Monday, 21 December 2020

The Festive Backroom 5: Michael Crump

 


A great treat for you today folks! Many people have said how delighted they were to come into contact with poets in the course of the #plague with whom they are unfamiliar. Well I bet very few folk know this one.

We have made much quite rightly of the doughty Josephine Neill, the Dumfries and Galloway Scots language poet of great renown now in her 85th year but she is not the oldest surviving Makar from these airts. That honour goes to Michael Crump, a poet who is unknown virtually nowadays, partly because he appeared only in a small number of places, in locally published pamphlets such as  ‘like track of birds’, and partly perhaps because of the scant regard paid to poets from the south west in the past. Crump was an English teacher and hill farmer who lived near Thornhill and his poetry is a beautiful and image-full exposition of people and place. His poetry flows from the landscape and its seasons like a bright clear unstoppable mountain stream. He is 87, and now lives in Edinburgh.
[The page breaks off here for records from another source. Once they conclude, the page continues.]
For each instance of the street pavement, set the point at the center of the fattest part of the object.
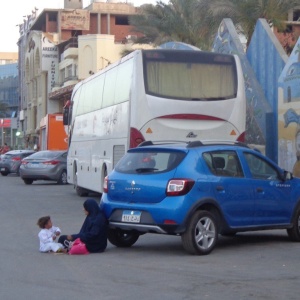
(261, 265)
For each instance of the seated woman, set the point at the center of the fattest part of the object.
(94, 229)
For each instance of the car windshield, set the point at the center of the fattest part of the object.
(149, 162)
(45, 155)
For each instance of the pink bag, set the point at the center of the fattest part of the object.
(78, 247)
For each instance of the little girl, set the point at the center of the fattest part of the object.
(48, 236)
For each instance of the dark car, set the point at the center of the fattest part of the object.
(198, 191)
(45, 165)
(10, 162)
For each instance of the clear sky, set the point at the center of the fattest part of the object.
(12, 12)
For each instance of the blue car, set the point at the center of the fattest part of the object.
(198, 191)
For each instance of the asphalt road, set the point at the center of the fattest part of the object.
(260, 265)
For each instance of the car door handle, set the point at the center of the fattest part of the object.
(220, 188)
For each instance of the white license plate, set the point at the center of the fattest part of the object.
(33, 165)
(131, 216)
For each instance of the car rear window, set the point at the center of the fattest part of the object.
(149, 162)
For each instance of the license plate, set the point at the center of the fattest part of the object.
(34, 165)
(131, 216)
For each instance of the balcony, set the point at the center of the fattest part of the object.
(70, 81)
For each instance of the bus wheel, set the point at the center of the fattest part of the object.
(121, 238)
(81, 192)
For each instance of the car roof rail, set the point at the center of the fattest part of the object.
(224, 142)
(194, 144)
(145, 143)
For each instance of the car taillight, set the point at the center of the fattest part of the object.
(16, 158)
(135, 137)
(51, 162)
(178, 187)
(241, 138)
(105, 185)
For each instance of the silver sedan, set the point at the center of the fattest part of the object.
(45, 165)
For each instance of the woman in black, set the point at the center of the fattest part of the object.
(94, 228)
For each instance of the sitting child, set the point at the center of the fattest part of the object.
(48, 236)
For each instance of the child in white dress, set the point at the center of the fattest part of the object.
(47, 236)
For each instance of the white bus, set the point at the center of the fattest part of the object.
(153, 95)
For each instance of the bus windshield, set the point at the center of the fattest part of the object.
(188, 76)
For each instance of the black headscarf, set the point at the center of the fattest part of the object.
(94, 228)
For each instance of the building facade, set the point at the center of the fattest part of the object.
(59, 48)
(9, 98)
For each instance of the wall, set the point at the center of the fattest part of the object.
(228, 41)
(267, 59)
(289, 114)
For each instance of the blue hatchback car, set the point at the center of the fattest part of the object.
(198, 191)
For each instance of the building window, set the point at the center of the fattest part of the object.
(121, 20)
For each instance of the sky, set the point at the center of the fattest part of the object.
(13, 11)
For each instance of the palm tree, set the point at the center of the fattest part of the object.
(246, 12)
(179, 20)
(196, 21)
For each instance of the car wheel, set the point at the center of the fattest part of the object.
(201, 234)
(121, 238)
(28, 181)
(63, 179)
(294, 232)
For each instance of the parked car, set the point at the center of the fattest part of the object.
(45, 165)
(198, 191)
(10, 162)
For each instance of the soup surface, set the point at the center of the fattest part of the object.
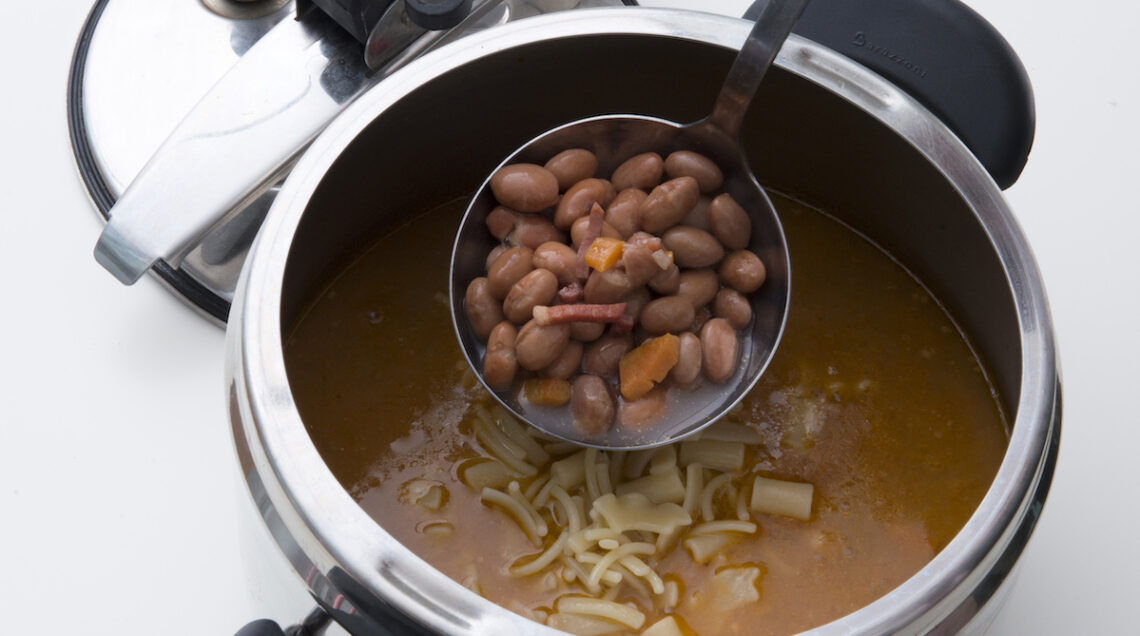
(873, 398)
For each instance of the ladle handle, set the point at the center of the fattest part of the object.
(773, 24)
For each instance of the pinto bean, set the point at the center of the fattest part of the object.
(560, 259)
(733, 307)
(667, 282)
(699, 286)
(638, 263)
(572, 165)
(578, 230)
(537, 287)
(635, 302)
(591, 405)
(507, 269)
(577, 202)
(607, 287)
(624, 211)
(692, 247)
(668, 204)
(646, 239)
(645, 410)
(494, 254)
(687, 163)
(499, 363)
(742, 270)
(603, 355)
(642, 171)
(538, 345)
(689, 365)
(524, 187)
(501, 221)
(586, 332)
(702, 315)
(566, 365)
(483, 310)
(729, 222)
(699, 215)
(718, 349)
(532, 230)
(667, 315)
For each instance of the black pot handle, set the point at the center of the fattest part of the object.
(944, 55)
(312, 624)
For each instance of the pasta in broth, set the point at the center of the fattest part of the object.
(863, 450)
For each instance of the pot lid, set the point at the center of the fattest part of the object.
(152, 79)
(141, 66)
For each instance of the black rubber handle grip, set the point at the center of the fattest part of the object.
(261, 627)
(949, 58)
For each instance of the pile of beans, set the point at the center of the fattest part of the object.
(589, 270)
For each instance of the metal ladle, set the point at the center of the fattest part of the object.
(615, 138)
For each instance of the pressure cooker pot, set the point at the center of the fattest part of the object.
(823, 130)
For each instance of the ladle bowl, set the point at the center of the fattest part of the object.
(613, 139)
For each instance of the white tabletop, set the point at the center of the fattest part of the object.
(120, 499)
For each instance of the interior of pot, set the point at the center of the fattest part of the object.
(800, 140)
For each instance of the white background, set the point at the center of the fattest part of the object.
(121, 511)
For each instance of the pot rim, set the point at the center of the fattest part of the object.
(334, 531)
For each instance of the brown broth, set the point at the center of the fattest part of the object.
(873, 397)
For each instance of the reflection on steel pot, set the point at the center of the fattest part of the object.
(822, 128)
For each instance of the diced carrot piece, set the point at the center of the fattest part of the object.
(648, 364)
(603, 253)
(546, 391)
Auchenstroan which he reads here beautifully,(unfortunately the first line is lost in the recording) and 'heron' which he reads like a mid Nithsdale Ted Hughes, are only two of a mesmerising body of poetry which deserves to be much better known..



Aucnenstroan

Half a moon and a midnight mist
whiten the walls of the cottage.
The tall ash is still. A dream ago
witches were cursed, gages given,
priests killed, bad bargains driven;
but now this night lies like loam
about the coffined past.
I stand here under the hill
on the very edge of the real world.
Wraiths rise outside the gloom
and finger our fate without spite
coldly. There is no wind, no sound.
The nether rock is held
by the weightless gravity of silence
and from the tunnel of the air
no star shines. This is the grey
crystal ark of the present.
The house, the tree, the grass,
tremble only in the moonlight of my mind. 


This film, and the longer section below, exist as a result of a brilliant project initiated by teachers Pat Kirkby and Gregor Ross in 1984, to record the existing poetical talent in the area. Already featured here has been Willie Neill and the Dumfries poet Kirpatrick Dobie is still to come.